While it is well-known that pre-stroke exercise conditioning reduces the incidence of stroke and the development of comorbidities, it is unclear whether post-stroke exercise conditioning is also neuroprotective. The present study investigated whether exercise postconditioning (PostE) induced neuroprotection and elucidated the involvement of SIRT1 regulation on the ROS/ER stress pathway. Adult rats were subjected to middle cerebral artery occlusion (MCAO) followed by either: (1) resting; (2) mild exercise postconditioning (MPostE); or (3) intense exercise postconditioning (IPostE). PostE was initiated 24 h after reperfusion and performed on a treadmill. At 1 and 3 days thereafter, we determined infarct volumes, neurological defects, brain edema, apoptotic cell death through measuring pro- (BAX and Caspase-3) and anti-apoptotic (Bcl-2) proteins, and ER stress through the measurement of glucose-regulated protein 78 (GRP78), inositol-requiring 1α (IRE1α), protein kinase RNA-like endoplasmic reticulum kinase (PERK), activating transcription factor 6 (ATF6), C/EBP homologous protein (CHOP), Caspase-12, and SIRT1. Proteins were measured by Western blot. ROS production was detected by flow cytometry.Compared to resting rats, both MPostE and IPostE significantly decreased brain infarct volumes and edema, neurological deficits, ROS production, and apoptotic cell death. MPostE further increased Bcl-2 expression and Bcl-2/BAX ratio as well as BAX and Caspase-3 expressions and ROS production (* < 0.05). Both PostE groups saw decreases in ER stress proteins, while MPostE demonstrated a further reduction in GRP78 (*** < 0.001) and Caspase-12 (* < 0.05) expressions at 1 day and IRE1α (** < 0.01) and CHOP (* < 0.05) expressions at 3 days. Additionally, both PostE groups saw significant increases in SIRT1 expression.In this study, both mild and intense PostE levels induced neuroprotection after stroke through SIRT1 and ROS/ER stress pathway. Additionally, the results may provide a base for our future study regarding the regulation of SIRT1 on the ROS/ER stress pathway in the biochemical processes underlying post-stroke neuroprotection. The results suggest that mild exercise postconditioning might play a similar neuroprotective role as intensive exercise and could be an effective exercise strategy as well.

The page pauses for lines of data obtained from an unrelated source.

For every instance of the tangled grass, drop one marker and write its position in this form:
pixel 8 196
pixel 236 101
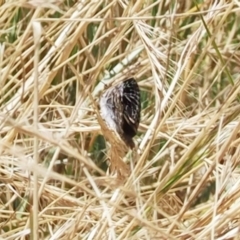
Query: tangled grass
pixel 56 58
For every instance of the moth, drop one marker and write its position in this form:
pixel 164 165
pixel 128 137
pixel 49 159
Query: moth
pixel 121 108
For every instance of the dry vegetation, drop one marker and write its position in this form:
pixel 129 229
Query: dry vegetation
pixel 56 58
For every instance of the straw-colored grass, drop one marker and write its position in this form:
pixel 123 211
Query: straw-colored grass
pixel 57 176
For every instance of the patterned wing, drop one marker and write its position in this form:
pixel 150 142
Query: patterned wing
pixel 130 99
pixel 120 107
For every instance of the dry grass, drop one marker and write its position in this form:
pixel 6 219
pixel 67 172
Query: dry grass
pixel 55 60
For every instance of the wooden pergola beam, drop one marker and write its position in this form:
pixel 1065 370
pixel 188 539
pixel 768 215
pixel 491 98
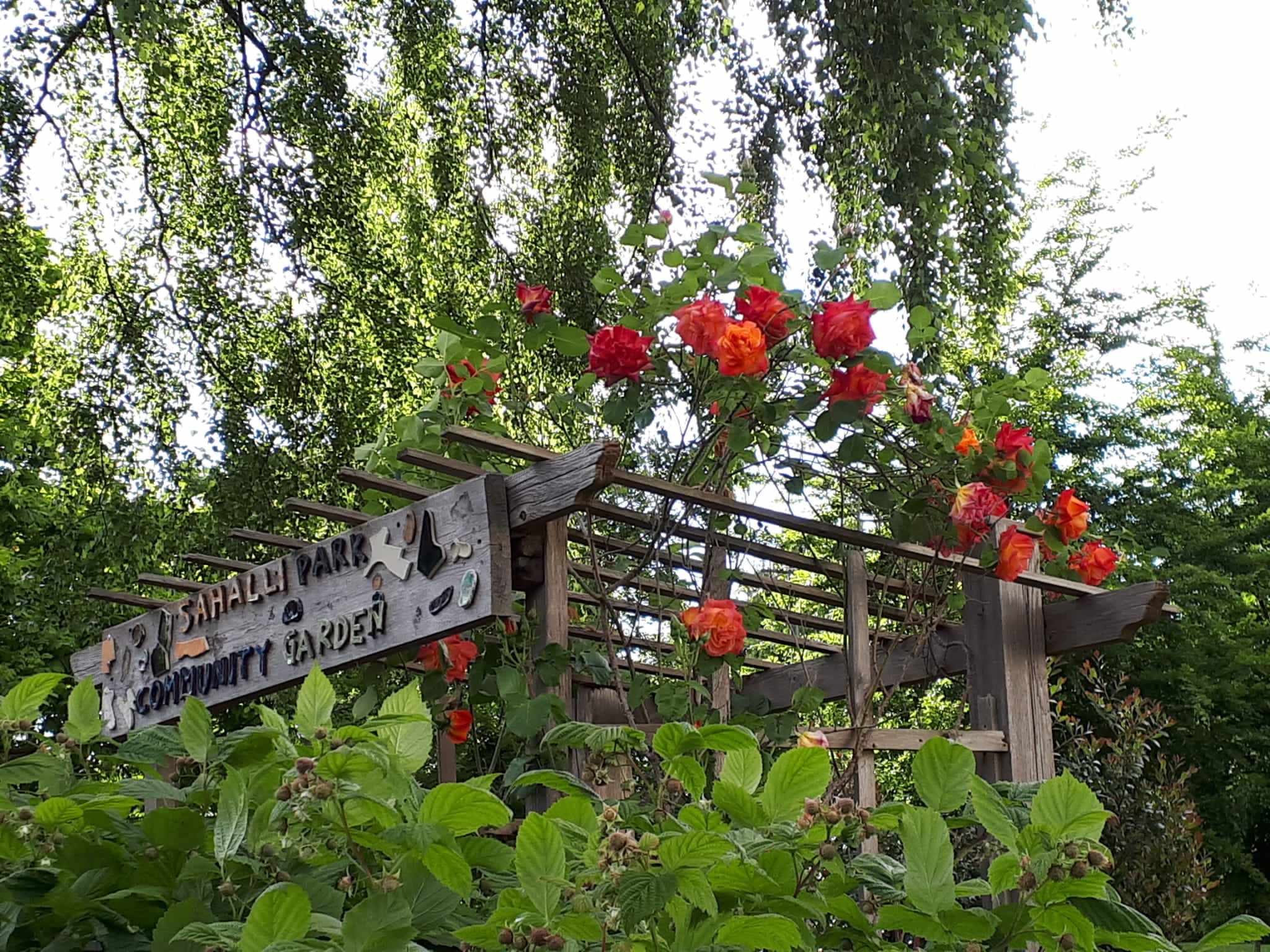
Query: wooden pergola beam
pixel 799 523
pixel 125 598
pixel 171 582
pixel 233 565
pixel 335 513
pixel 381 484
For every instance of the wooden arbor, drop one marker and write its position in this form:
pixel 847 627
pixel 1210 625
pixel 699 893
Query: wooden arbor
pixel 851 630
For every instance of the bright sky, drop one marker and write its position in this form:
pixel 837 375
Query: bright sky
pixel 1204 64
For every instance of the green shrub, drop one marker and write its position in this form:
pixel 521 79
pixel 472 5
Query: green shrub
pixel 280 839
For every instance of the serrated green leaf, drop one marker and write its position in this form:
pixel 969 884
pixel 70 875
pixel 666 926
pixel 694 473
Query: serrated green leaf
pixel 771 932
pixel 798 775
pixel 540 862
pixel 315 702
pixel 84 712
pixel 745 769
pixel 231 810
pixel 278 914
pixel 463 809
pixel 941 774
pixel 196 730
pixel 928 861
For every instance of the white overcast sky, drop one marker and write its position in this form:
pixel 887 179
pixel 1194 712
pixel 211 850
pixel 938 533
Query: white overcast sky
pixel 1204 63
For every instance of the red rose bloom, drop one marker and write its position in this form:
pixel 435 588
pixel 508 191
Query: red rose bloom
pixel 842 329
pixel 1071 516
pixel 969 442
pixel 619 353
pixel 742 351
pixel 701 324
pixel 458 651
pixel 974 505
pixel 469 371
pixel 1010 441
pixel 718 621
pixel 1094 563
pixel 917 402
pixel 460 724
pixel 858 384
pixel 1014 553
pixel 535 299
pixel 765 309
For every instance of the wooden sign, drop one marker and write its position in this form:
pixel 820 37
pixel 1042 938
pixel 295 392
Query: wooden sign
pixel 438 566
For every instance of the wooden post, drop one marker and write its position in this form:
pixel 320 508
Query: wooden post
pixel 716 584
pixel 860 678
pixel 447 760
pixel 1006 677
pixel 549 604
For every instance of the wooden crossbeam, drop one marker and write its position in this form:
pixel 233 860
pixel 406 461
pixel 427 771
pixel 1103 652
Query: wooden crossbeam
pixel 799 523
pixel 125 598
pixel 658 646
pixel 381 484
pixel 233 565
pixel 171 582
pixel 270 539
pixel 335 513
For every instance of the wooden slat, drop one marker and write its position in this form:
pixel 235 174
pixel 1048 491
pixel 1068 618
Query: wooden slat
pixel 171 582
pixel 381 484
pixel 776 638
pixel 335 513
pixel 270 539
pixel 233 565
pixel 799 523
pixel 912 739
pixel 125 598
pixel 904 663
pixel 1098 620
pixel 889 738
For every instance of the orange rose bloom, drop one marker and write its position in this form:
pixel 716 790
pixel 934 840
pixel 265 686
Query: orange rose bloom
pixel 535 299
pixel 460 724
pixel 969 442
pixel 1010 441
pixel 469 371
pixel 974 505
pixel 719 621
pixel 742 351
pixel 765 309
pixel 458 651
pixel 701 324
pixel 1094 563
pixel 1014 553
pixel 842 329
pixel 858 384
pixel 1071 516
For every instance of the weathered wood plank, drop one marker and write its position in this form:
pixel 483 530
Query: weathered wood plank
pixel 1100 620
pixel 381 484
pixel 270 539
pixel 549 490
pixel 335 513
pixel 860 681
pixel 172 582
pixel 1005 637
pixel 906 663
pixel 799 523
pixel 361 594
pixel 234 565
pixel 123 598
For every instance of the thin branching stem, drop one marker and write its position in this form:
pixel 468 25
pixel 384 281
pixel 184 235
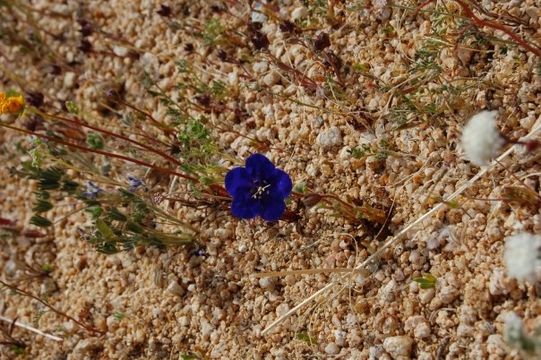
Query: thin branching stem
pixel 52 308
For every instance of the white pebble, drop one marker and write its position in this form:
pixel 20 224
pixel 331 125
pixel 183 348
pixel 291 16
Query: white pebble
pixel 330 137
pixel 332 349
pixel 398 346
pixel 175 289
pixel 120 51
pixel 69 79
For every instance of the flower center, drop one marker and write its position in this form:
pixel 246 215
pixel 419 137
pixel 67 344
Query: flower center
pixel 260 190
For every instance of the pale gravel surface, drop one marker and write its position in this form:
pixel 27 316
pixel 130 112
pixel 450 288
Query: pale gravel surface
pixel 175 302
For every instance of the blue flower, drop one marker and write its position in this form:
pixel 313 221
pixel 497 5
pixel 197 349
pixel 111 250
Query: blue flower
pixel 259 189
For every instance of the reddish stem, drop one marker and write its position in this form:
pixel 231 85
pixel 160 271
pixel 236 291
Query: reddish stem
pixel 480 22
pixel 105 153
pixel 125 138
pixel 26 293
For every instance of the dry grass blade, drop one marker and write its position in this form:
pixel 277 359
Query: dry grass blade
pixel 399 235
pixel 30 328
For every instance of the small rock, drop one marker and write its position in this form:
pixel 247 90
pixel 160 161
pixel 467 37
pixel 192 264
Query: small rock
pixel 422 331
pixel 120 51
pixel 260 67
pixel 151 65
pixel 398 346
pixel 330 137
pixel 48 286
pixel 332 349
pixel 271 78
pixel 265 283
pixel 69 79
pixel 497 285
pixel 299 13
pixel 340 337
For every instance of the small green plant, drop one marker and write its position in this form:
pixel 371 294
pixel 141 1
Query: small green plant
pixel 427 281
pixel 305 337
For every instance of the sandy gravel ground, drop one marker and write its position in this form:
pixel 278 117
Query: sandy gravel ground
pixel 410 83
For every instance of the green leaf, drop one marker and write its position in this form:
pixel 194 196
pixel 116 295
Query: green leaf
pixel 427 281
pixel 115 214
pixel 95 211
pixel 94 141
pixel 72 107
pixel 70 186
pixel 105 230
pixel 40 221
pixel 304 336
pixel 42 206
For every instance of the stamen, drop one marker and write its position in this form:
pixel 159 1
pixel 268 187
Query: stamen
pixel 260 191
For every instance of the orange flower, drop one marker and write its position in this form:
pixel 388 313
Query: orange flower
pixel 11 104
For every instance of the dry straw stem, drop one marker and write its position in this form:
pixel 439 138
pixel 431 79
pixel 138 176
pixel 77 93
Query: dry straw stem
pixel 400 234
pixel 30 328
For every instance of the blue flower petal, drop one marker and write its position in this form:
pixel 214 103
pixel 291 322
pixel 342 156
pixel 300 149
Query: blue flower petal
pixel 281 183
pixel 244 207
pixel 237 180
pixel 272 208
pixel 259 167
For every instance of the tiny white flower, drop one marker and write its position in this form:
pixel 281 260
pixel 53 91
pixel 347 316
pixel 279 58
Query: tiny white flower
pixel 481 140
pixel 522 256
pixel 513 327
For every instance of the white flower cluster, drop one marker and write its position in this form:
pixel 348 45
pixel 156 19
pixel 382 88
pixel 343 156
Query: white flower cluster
pixel 522 256
pixel 513 327
pixel 481 139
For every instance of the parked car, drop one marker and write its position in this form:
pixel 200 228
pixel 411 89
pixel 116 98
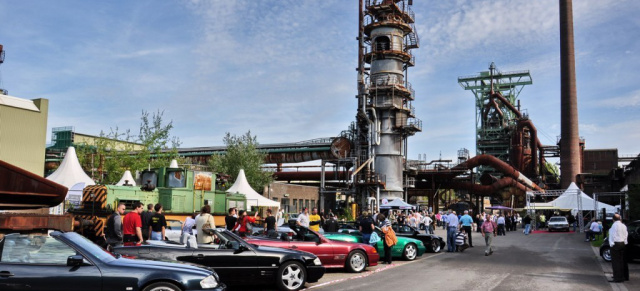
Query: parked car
pixel 406 248
pixel 559 223
pixel 69 261
pixel 633 247
pixel 432 242
pixel 355 257
pixel 236 261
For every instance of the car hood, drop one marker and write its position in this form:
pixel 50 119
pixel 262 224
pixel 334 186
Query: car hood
pixel 159 265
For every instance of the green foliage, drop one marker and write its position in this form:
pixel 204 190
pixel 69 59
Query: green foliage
pixel 242 153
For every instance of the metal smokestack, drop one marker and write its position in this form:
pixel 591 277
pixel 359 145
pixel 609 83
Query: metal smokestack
pixel 570 138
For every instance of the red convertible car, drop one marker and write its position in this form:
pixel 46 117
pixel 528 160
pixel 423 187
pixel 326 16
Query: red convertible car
pixel 354 257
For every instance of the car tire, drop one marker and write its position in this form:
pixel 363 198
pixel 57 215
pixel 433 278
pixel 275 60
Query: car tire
pixel 435 246
pixel 410 252
pixel 291 276
pixel 162 286
pixel 356 262
pixel 605 253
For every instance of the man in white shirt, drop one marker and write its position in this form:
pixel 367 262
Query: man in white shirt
pixel 618 241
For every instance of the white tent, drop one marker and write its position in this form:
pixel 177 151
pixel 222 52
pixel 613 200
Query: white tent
pixel 569 200
pixel 397 204
pixel 70 172
pixel 241 186
pixel 128 178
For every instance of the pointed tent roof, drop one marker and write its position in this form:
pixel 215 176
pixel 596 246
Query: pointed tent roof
pixel 569 200
pixel 397 204
pixel 127 177
pixel 70 172
pixel 253 198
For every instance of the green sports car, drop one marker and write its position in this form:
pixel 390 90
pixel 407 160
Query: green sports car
pixel 406 248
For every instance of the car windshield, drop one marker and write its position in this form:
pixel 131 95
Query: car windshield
pixel 93 250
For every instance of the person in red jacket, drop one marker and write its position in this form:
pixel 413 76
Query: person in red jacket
pixel 243 220
pixel 132 226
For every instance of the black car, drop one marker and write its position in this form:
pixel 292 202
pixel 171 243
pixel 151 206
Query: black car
pixel 236 261
pixel 69 261
pixel 433 242
pixel 633 247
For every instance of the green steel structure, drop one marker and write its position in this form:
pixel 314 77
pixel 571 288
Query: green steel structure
pixel 496 120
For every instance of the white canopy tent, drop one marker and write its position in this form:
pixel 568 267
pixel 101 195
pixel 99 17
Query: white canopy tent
pixel 569 200
pixel 242 186
pixel 396 204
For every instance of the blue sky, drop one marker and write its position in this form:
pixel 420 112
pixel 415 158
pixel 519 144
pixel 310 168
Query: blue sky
pixel 286 69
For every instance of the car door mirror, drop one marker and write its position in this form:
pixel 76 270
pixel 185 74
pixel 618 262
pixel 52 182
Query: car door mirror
pixel 75 260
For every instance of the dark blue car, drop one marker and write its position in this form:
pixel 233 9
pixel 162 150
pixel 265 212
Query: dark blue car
pixel 69 261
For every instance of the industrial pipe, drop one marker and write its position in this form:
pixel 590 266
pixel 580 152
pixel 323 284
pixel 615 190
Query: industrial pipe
pixel 488 160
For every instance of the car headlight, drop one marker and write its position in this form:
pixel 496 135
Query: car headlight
pixel 209 282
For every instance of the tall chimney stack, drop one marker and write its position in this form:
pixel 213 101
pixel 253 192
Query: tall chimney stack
pixel 569 136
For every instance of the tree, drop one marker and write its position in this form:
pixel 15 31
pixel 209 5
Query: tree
pixel 242 153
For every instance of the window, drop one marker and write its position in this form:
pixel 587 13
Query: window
pixel 35 250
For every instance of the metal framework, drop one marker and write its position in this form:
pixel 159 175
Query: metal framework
pixel 495 120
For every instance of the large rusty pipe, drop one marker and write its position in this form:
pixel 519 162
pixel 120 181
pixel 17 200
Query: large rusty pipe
pixel 570 139
pixel 339 148
pixel 534 140
pixel 311 175
pixel 507 103
pixel 488 160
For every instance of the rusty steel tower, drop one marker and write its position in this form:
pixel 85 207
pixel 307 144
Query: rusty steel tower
pixel 386 117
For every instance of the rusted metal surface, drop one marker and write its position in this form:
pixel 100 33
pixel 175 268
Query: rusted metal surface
pixel 570 156
pixel 488 160
pixel 20 189
pixel 27 222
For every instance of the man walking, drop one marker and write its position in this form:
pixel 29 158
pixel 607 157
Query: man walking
pixel 146 220
pixel 158 224
pixel 618 241
pixel 488 227
pixel 452 229
pixel 466 221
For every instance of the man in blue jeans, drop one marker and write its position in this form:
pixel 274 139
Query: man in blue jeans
pixel 452 229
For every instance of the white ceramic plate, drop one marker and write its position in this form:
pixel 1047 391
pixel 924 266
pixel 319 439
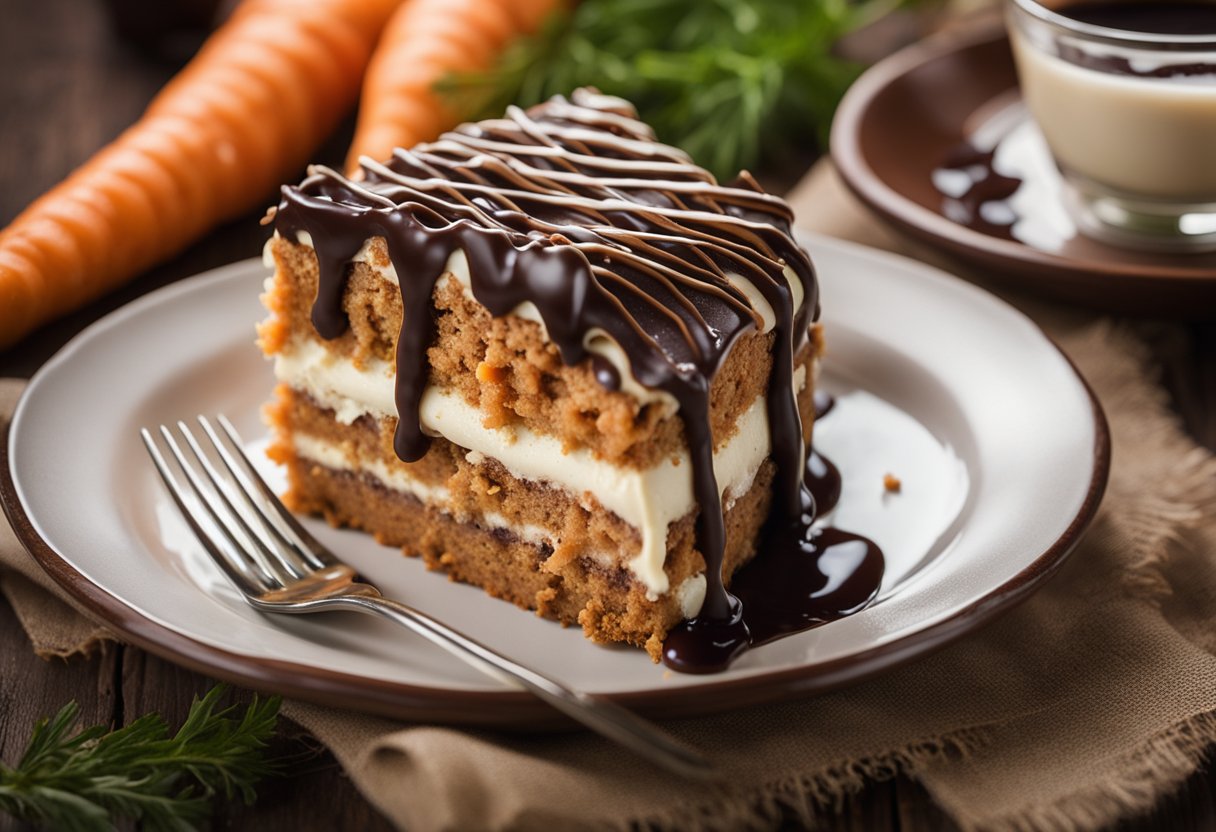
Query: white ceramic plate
pixel 1000 447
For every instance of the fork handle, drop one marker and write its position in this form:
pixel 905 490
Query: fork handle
pixel 597 713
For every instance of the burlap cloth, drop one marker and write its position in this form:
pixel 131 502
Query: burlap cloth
pixel 1087 703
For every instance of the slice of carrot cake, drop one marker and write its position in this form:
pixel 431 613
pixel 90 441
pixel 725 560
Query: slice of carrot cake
pixel 549 355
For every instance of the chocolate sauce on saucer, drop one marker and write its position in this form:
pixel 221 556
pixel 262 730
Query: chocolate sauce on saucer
pixel 975 194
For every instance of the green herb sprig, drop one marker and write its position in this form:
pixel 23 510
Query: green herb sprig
pixel 727 80
pixel 86 780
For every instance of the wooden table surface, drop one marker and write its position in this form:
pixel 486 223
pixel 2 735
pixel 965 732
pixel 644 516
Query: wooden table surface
pixel 68 85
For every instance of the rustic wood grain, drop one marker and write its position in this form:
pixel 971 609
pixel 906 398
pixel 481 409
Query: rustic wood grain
pixel 67 85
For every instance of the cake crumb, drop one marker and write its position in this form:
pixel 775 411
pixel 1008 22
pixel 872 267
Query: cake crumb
pixel 488 372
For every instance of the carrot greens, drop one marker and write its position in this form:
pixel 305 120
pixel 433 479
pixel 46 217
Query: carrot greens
pixel 731 82
pixel 86 780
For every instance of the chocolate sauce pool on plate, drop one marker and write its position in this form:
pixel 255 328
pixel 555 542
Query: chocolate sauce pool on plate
pixel 803 575
pixel 573 207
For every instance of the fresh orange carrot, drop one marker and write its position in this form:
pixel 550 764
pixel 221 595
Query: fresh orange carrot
pixel 259 97
pixel 423 41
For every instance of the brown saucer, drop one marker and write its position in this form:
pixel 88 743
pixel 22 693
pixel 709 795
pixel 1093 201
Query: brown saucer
pixel 902 118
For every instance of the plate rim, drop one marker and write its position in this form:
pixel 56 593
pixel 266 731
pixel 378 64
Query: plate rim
pixel 930 226
pixel 514 709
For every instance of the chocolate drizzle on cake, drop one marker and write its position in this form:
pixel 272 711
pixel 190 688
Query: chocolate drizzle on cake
pixel 572 206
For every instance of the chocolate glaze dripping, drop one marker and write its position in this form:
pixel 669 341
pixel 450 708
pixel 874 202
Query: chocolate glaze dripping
pixel 574 207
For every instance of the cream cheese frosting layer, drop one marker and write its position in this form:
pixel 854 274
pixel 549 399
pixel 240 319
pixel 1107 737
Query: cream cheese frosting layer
pixel 648 499
pixel 690 594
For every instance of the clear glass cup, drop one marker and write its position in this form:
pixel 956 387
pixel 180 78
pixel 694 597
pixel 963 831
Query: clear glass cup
pixel 1130 118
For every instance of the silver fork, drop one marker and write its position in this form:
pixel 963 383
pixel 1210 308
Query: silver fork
pixel 280 568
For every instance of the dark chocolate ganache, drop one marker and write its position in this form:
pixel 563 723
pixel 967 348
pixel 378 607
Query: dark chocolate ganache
pixel 574 207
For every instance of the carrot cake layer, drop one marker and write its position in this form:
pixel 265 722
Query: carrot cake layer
pixel 550 355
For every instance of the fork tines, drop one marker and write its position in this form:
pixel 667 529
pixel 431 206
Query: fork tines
pixel 231 510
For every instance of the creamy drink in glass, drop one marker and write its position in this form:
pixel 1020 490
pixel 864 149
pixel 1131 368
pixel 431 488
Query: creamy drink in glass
pixel 1125 94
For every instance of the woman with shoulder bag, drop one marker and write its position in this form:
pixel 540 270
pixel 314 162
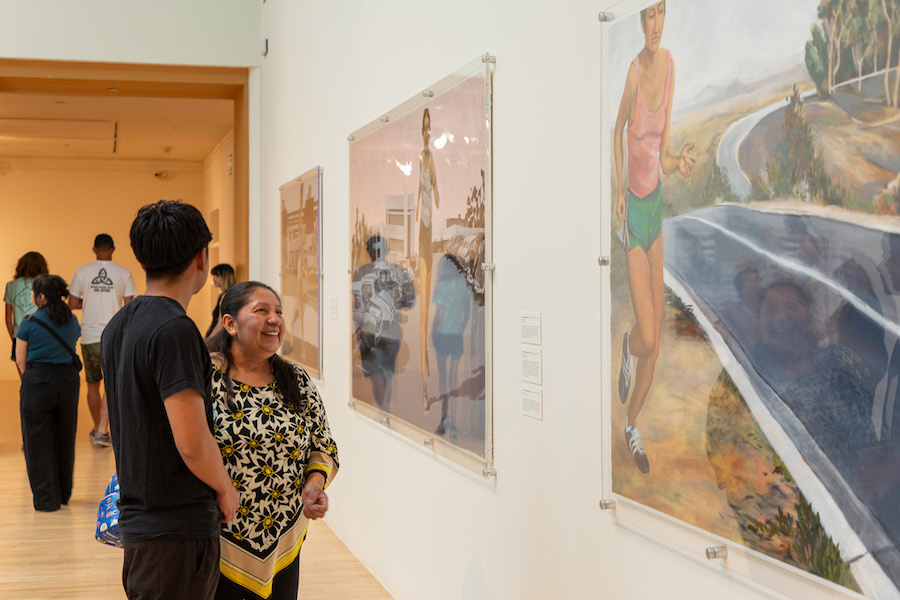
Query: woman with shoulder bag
pixel 45 356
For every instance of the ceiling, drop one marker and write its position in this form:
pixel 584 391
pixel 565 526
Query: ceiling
pixel 42 125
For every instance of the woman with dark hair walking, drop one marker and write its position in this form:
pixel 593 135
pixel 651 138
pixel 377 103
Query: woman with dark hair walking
pixel 223 278
pixel 274 437
pixel 48 398
pixel 18 293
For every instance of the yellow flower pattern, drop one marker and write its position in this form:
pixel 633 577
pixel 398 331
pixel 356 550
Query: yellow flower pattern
pixel 266 448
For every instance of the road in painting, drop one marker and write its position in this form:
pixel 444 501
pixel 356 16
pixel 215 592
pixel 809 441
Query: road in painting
pixel 417 193
pixel 755 289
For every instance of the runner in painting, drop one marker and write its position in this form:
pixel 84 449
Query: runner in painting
pixel 428 194
pixel 646 108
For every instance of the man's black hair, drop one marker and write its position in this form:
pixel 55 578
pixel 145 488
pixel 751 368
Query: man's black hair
pixel 166 236
pixel 103 240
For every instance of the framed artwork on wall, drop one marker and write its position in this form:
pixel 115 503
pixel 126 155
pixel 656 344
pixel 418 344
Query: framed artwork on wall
pixel 420 183
pixel 753 343
pixel 301 270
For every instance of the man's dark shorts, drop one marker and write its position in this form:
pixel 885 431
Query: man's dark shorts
pixel 166 569
pixel 92 371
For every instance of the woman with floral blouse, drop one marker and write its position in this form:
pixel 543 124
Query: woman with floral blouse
pixel 276 444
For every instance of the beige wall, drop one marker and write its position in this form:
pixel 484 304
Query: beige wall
pixel 218 200
pixel 56 207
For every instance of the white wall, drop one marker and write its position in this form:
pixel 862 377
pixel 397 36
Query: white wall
pixel 177 32
pixel 424 528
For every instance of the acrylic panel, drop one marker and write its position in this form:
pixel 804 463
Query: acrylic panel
pixel 755 279
pixel 301 268
pixel 418 193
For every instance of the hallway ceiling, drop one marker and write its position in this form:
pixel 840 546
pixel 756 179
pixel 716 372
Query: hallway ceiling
pixel 111 127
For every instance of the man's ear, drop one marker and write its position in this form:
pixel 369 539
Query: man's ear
pixel 201 258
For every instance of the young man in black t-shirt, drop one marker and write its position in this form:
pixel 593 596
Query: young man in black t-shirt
pixel 174 489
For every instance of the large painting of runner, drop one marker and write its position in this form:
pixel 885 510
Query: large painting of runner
pixel 418 205
pixel 755 280
pixel 301 265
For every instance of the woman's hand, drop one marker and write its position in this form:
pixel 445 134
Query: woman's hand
pixel 620 205
pixel 686 160
pixel 315 501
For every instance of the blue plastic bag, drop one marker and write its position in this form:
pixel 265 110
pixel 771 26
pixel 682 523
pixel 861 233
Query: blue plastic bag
pixel 108 516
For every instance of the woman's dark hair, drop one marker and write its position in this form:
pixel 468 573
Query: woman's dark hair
pixel 233 300
pixel 31 265
pixel 54 289
pixel 226 272
pixel 166 237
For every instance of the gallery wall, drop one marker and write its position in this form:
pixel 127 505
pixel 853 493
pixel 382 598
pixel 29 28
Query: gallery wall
pixel 424 527
pixel 200 32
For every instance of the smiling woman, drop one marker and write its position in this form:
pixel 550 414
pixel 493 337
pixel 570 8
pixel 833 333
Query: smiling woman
pixel 276 444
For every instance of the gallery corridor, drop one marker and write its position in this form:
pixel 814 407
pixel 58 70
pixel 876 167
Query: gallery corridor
pixel 54 555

虽然众所周知,中风前运动预处理可降低中风发病率和合并症的发生,但尚不清楚中风后运动预处理是否也具有神经保护作用。本研究调查了运动后处理(PostE)是否能诱导神经保护,并阐明了SIRT1调节在ROS/内质网(ER)应激途径中的作用。成年大鼠接受大脑中动脉闭塞(MCAO),然后分为以下三组:(1)休息;(2)轻度运动后处理(MPostE);或(3)剧烈运动后处理(IPostE)。PostE在再灌注后24小时开始,在跑步机上进行。此后第1天和第3天,我们通过测量促凋亡蛋白(BAX和Caspase-3)和抗凋亡蛋白(Bcl-2)来确定梗死体积、神经功能缺损、脑水肿、凋亡细胞死亡,并通过测量葡萄糖调节蛋白78(GRP78)、肌醇需求酶1α(IRE1α)、蛋白激酶RNA样内质网激酶(PERK)、活化转录因子6(ATF6)、C/EBP同源蛋白(CHOP)、Caspase-12和SIRT1来检测ER应激。通过蛋白质印迹法测量蛋白质。通过流式细胞术检测ROS生成。与休息的大鼠相比,MPostE和IPostE均显著降低了脑梗死体积和水肿、神经功能缺损、ROS生成以及凋亡细胞死亡。MPostE进一步增加了Bcl-2表达和Bcl-2/BAX比值,以及BAX和Caspase-3表达和ROS生成(<0.05)。两个PostE组的ER应激蛋白均减少,而MPostE在第1天GRP78(<0.001)和Caspase-12(*<0.05)表达进一步降低,在第3天IRE1α(<0.01)和CHOP(*<0.05)表达进一步降低。此外,两个PostE组SIRT1表达均显著增加。在本研究中,轻度和剧烈的PostE水平均通过SIRT1和ROS/ER应激途径在中风后诱导神经保护。此外,这些结果可能为我们未来关于SIRT1在中风后神经保护潜在生化过程中对ROS/ER应激途径调节的研究提供基础。结果表明,轻度运动后处理可能与剧烈运动发挥相似的神经保护作用,并且可能也是一种有效的运动策略。